The 1973 Endangered Species Act (ESA) has been a costly fiasco. It has failed to protect or help revive species at risk of extinction. However, the ESA has allowed the government to go wild, stealing Americans’ property and blocking economic development.
To remedy this ongoing misuse of the ESA, the U.S. Fish and Wildlife Service (FWS) announced a series of joint policy reforms with the National Oceanic and Atmospheric Administration’s National Marine Fisheries Service (NOAA Fisheries).
These proposed reforms would alter how the federal government fosters species recovery under the ESA by reducing conflict between efforts to conserve species and people’s rights.
FWS proposed several rule changes in July as part of a larger effort by the Trump administration to reduce the negative impact of endangered species policies on economic activity and personal property rights.
One reform would revise regulations on designating critical habitats for species recovery, reinstating a requirement that officials review currently occupied areas before uninhabited or previously inhabited areas. The Obama administration changed the habitat rule to impose equally stringent restrictions on privately owned potential habitats that don’t contain any endangered species as those on occupied habitats.
Another proposed change would reverse a decades-old policy under which threatened species receive the same protections as endangered species. Under the ESA, actions that impacted a threatened species were allowed on a case-by-case basis. Previous administrations, however, applied the same heavy-handed prohibitions intended for endangered species to threatened species. From a regulatory perspective, this eliminated the stark contrast between the two categories.
Also in July, FWS proposed rescinding the Obama-era “compensatory mitigation policy.” This counterproductive policy mandated industries compensate the government for natural resource extractions on federal lands to mitigate potential damage to endangered species’ habitats.
According to FWS, the agency lacks the authority to require “net conservation gains,” the monetary compensation required to offset potential damage caused to animal habitats by industries mining resources on federal lands. The rule states, “Because by definition compensatory mitigation does not directly avoid or minimize the anticipated harm, its application is particularly ripe for abuse.”
FWS’ proposed changes came after Secretary of the Interior Ryan Zinke issued the “American Energy Independence” secretarial order in March 2017. Zinke’s order requires FWS and other bureaus in the Department of the Interior to review mitigation policies and practices to “better balance conservation strategies and policies with job creation for American families.”
Consequently, ranchers, miners, and oil and gas well operators are hopeful the potential FWS regulatory changes will no longer require them to restore habitats their operations never damaged or restrict their use of property that does not contain threatened species.
Although worthwhile, these reforms fail to address the core problem with the ESA — its lousy incentive structure. To promote species protections, Congress must fundamentally reform ESA to provide incentives for landowners to protect species.
Since 1973, more than 2,470 plant and animal species have been classified as endangered or threatened by ESA. Federal, state and local governments, as well as private individuals, have spent billions to help endangered and threatened species recover.

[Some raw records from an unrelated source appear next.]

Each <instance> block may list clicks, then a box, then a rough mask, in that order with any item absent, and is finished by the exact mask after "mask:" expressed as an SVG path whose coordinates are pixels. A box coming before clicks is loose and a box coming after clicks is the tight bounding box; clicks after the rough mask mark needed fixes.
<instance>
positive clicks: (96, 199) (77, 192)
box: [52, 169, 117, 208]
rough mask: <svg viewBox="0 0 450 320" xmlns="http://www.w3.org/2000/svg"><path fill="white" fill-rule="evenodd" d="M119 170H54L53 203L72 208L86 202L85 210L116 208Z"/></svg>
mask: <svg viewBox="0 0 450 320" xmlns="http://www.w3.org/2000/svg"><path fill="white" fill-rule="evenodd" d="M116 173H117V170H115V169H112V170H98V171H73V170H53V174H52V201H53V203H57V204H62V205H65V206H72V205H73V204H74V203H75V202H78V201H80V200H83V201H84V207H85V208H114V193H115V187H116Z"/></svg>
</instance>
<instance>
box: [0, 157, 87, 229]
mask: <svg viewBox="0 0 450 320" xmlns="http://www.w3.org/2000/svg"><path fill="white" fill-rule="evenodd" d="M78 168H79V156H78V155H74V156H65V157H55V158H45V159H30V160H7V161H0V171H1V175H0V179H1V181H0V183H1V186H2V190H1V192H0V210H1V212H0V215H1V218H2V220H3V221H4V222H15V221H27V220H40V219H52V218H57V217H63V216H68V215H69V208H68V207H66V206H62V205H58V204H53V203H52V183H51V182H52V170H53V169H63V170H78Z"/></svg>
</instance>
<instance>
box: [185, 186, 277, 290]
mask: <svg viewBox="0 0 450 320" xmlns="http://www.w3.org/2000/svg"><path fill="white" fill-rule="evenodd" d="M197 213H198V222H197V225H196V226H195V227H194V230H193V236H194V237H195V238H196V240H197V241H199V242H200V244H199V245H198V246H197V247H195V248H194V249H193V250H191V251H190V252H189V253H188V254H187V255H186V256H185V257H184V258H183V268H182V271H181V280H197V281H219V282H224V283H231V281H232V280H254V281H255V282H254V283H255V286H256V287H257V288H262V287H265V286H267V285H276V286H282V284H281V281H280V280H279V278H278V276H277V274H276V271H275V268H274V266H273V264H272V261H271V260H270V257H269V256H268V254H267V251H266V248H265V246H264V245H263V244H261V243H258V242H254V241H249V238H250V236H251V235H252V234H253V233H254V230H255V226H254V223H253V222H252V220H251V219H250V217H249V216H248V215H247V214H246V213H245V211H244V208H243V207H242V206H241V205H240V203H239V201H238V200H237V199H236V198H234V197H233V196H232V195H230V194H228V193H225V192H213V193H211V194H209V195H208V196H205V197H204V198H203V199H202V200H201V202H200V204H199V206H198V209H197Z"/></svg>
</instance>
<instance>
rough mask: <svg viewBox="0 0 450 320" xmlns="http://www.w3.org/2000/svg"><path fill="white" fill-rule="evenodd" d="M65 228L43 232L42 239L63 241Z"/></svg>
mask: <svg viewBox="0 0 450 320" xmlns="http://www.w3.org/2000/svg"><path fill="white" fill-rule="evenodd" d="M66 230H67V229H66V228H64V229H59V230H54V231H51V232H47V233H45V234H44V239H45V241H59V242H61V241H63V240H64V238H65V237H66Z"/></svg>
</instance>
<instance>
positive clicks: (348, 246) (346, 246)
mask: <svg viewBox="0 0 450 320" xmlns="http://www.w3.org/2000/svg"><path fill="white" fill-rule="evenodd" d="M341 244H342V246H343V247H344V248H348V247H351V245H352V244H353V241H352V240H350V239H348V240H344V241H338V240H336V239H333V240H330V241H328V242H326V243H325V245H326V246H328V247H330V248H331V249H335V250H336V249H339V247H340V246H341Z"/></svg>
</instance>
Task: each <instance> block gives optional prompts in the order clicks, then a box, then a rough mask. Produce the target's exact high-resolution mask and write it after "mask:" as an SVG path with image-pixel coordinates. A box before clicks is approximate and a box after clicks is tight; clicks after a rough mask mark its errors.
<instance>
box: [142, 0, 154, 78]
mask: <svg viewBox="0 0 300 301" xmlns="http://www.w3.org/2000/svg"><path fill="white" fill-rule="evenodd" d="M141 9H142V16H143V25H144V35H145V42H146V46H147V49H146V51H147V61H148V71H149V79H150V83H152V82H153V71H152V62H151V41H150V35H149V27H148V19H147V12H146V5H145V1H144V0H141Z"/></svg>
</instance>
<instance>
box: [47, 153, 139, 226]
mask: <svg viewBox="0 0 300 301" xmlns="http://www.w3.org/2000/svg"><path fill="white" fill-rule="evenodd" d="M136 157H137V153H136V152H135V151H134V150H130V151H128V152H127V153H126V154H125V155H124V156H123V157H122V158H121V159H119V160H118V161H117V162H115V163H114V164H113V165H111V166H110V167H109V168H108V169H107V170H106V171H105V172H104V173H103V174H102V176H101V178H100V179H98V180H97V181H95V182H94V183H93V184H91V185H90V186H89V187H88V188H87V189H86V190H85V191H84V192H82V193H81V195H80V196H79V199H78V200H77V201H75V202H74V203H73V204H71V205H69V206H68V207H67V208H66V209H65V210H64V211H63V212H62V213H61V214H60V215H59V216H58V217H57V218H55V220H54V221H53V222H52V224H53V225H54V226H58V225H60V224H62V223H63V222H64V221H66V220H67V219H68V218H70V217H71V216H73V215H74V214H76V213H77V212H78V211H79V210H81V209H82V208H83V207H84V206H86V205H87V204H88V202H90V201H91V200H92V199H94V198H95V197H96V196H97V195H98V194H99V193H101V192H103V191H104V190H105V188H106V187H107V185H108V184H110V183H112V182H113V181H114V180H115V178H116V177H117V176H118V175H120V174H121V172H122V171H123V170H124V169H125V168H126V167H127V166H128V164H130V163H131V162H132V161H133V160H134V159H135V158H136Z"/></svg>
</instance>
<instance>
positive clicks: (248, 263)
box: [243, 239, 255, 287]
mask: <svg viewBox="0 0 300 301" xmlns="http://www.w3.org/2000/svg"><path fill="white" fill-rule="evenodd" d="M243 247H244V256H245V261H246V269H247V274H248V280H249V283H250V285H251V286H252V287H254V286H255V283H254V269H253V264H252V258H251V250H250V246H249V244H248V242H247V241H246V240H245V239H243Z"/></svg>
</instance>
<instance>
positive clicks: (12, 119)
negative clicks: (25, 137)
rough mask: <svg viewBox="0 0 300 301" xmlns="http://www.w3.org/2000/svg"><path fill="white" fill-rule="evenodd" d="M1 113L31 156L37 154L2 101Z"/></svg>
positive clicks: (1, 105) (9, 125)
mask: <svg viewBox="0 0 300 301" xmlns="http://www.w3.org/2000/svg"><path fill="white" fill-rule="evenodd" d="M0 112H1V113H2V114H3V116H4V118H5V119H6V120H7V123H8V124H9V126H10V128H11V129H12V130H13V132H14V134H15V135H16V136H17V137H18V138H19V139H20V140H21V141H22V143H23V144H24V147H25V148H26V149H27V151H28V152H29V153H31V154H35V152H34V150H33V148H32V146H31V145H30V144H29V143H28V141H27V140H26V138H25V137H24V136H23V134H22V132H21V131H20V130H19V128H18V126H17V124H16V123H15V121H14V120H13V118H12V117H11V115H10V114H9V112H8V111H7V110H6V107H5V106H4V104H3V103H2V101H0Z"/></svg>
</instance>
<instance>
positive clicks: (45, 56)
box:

This sheer number of species designated as threatened and endangered, as well as the billions of taxpayer dollars spent to help restore animal populations, has dealt a devastating blow to liberty and property rights.
For example, Americans have been forbidden from building homes or developing land; others have been prevented from pursuing economic activities such as farming, logging or anything else that could potentially impact animal habitats. Additionally, road improvements, hospital construction and other necessary public infrastructure projects have experienced dramatic price spikes, unnecessary delays or even a complete termination.
Yet, after all these efforts, only 78 species — 3.1 percent of all species ever listed — have been removed from the Endangered Species List.
Worse still, the vast majority of these species were not delisted because of species recovery, but because (in typical Washington, D.C., fashion) they were either listed in error in the first place or they were already extinct before they were even considered for listing. Few, if any, species removed from the Endangered Species List have recovered primarily due to ESA protections.
ESA fails to protect species because it creates perverse incentives to destroy them and their habitat. More than 75 percent of the listed species depend on private land for either all or part of their habitat, but if people provide a suitable habitat for an endangered species, their land becomes subject to severe regulation and outright confiscation.
Property owners are therefore faced with three undesirable options: kill the endangered species member (“shoot, shovel and shut up”), destroy the habitat before a species moves in, or lose the value of their land.
The fairest and most effective way to foster species recovery would be to reward people for managing their property in ways that attract endangered species. Paying landowners when their property is restricted to protect species, for instance, would be consistent with the Constitution’s requirement that landowners be paid just compensation when their property is taken for public purposes, and it would keep them from being forced to face a perverse choice between their own welfare and that of the endangered species.